Chinese artist Ai Weiwei is unlikely to win a multi-million-dollar tax case that was filed against a company he founded when a court announces a verdict Friday, the activist's lawyer said.
The Beijing Chaoyang court has worked with the government, police and prosecutors to trump up charges against Fake Cultural Development Ltd, a firm Ai founded, but which is legally registered to his wife, the lawyer said.
"We should be able to win this case, but from what we have seen so far, this is unlikely," Ai's lawyer Pu Zhiqiang told AFP.
"Originally this should have been a very simple case, but the government, police, prosecutors and the courts have tried to make this very complicated on all fronts."

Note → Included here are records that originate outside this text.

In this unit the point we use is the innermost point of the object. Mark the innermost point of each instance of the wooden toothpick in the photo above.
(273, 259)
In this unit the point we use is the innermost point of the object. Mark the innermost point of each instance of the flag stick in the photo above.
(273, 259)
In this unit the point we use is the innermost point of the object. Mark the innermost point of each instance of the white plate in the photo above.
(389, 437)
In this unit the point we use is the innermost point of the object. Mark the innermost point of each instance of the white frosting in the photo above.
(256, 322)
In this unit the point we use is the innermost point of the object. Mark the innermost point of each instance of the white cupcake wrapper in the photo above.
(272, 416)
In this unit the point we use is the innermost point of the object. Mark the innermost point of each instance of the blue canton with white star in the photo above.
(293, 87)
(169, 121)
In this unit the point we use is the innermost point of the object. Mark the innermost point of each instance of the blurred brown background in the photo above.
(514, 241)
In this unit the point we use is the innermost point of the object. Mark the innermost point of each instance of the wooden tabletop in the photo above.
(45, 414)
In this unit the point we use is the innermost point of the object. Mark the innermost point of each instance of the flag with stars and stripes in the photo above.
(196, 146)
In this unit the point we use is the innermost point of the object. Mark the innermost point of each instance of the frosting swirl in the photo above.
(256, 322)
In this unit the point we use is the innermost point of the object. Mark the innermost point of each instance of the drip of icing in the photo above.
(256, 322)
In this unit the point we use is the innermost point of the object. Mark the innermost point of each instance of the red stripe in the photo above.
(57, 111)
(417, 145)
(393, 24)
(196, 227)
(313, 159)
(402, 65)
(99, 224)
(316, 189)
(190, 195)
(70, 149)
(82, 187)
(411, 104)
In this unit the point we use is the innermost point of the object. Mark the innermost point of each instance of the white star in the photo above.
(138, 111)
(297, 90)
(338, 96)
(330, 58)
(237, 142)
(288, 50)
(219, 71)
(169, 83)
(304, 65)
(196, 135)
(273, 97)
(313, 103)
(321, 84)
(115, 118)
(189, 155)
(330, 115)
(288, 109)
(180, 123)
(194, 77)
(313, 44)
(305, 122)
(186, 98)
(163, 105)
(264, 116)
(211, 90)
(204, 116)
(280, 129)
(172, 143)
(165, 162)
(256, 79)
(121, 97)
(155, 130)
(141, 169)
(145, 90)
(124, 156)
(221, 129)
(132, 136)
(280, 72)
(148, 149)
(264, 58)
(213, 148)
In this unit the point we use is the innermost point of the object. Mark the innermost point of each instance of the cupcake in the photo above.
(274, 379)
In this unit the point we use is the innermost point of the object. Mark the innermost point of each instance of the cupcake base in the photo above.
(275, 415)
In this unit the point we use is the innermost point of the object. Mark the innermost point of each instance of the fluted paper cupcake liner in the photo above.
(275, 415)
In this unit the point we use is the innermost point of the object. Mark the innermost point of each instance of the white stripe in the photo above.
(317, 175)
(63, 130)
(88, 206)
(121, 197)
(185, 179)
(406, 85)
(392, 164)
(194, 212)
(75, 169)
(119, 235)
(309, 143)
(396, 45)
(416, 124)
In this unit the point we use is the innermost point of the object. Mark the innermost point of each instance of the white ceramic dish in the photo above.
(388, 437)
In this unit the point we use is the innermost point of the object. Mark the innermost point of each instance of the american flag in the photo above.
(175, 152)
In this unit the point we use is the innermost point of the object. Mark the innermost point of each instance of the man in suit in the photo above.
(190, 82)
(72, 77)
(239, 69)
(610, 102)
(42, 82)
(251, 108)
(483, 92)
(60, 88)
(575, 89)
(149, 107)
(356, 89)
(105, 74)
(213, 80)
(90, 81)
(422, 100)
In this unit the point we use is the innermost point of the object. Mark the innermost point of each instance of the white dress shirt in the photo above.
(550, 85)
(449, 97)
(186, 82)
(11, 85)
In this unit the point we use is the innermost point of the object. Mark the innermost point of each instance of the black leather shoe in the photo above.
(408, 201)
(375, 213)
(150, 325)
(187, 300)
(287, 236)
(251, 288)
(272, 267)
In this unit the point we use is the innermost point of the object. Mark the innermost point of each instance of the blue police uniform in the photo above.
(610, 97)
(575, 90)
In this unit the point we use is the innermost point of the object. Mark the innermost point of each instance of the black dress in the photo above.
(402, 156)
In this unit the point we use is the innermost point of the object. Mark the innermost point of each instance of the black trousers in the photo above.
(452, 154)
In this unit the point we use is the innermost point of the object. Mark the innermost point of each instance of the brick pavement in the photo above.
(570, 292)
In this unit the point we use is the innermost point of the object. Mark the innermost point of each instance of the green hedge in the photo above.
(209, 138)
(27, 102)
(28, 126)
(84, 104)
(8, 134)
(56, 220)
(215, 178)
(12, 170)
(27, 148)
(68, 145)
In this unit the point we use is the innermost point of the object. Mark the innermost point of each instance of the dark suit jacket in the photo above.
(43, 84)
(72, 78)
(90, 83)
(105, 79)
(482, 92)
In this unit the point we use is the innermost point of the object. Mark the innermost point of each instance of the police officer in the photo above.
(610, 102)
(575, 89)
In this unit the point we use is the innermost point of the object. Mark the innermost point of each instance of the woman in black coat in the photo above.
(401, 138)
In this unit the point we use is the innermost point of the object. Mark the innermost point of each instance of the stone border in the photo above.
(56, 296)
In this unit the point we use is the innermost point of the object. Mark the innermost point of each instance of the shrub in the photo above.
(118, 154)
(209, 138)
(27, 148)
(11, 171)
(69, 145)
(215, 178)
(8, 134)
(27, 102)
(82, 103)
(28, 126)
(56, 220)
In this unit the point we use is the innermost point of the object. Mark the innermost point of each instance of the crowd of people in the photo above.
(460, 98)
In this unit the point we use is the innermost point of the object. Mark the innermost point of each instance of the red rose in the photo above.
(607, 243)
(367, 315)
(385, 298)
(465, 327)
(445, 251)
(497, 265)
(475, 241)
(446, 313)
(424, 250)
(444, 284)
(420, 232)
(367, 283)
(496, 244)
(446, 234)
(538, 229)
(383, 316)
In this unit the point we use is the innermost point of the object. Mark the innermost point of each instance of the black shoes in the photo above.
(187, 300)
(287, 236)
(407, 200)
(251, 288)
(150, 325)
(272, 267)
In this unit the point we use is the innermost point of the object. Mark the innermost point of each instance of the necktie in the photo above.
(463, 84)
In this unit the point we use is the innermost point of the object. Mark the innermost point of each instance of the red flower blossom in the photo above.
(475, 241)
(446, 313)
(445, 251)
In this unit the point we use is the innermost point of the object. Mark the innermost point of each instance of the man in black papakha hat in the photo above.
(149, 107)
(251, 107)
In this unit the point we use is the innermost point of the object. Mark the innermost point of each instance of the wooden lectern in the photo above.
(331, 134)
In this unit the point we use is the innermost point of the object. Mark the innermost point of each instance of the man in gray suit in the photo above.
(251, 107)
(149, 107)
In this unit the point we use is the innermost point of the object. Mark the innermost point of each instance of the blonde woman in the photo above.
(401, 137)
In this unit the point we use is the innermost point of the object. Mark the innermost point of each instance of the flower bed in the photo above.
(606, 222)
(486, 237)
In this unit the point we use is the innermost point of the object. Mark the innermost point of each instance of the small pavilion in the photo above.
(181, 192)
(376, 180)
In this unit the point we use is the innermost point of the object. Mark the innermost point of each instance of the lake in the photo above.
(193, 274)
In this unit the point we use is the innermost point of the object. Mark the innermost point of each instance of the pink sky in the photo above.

"We hope everything will become clear in accordance with legal regulations and procedures, but we are not holding out much hope."
Ai, an internationally acclaimed artist, has said China's Communist Party regime is seeking to "crush" him due to his social activism and criticism of authority.
The 54-year-old artist, who disappeared into custody for 81 days last year as police rounded up dissidents amid online calls for Arab Spring-style protests in China, was not immediately available for comment Thursday.
He was barred from attending the June 20 trial of the case due to a year-long bail period that expired last month and hoped to attend Friday's hearing, Pu said.
But the court has already said the five seats open in the nominally "public hearing" have already been taken, Pu said.
After being released from police detention -- which supporters say was illegal -- Fake was accused of tax evasion and ordered either to pay 15 million yuan ($2.4 million) in alleged back taxes and penalties or hand over an 8.45-million-yuan guarantee.
Ai was able to pay the guarantee -- needed by law to challenge the charge -- thanks to a wave of donations from supporters. In April, lawyers for Fake filed a lawsuit against the tax bureau, which was heard in June.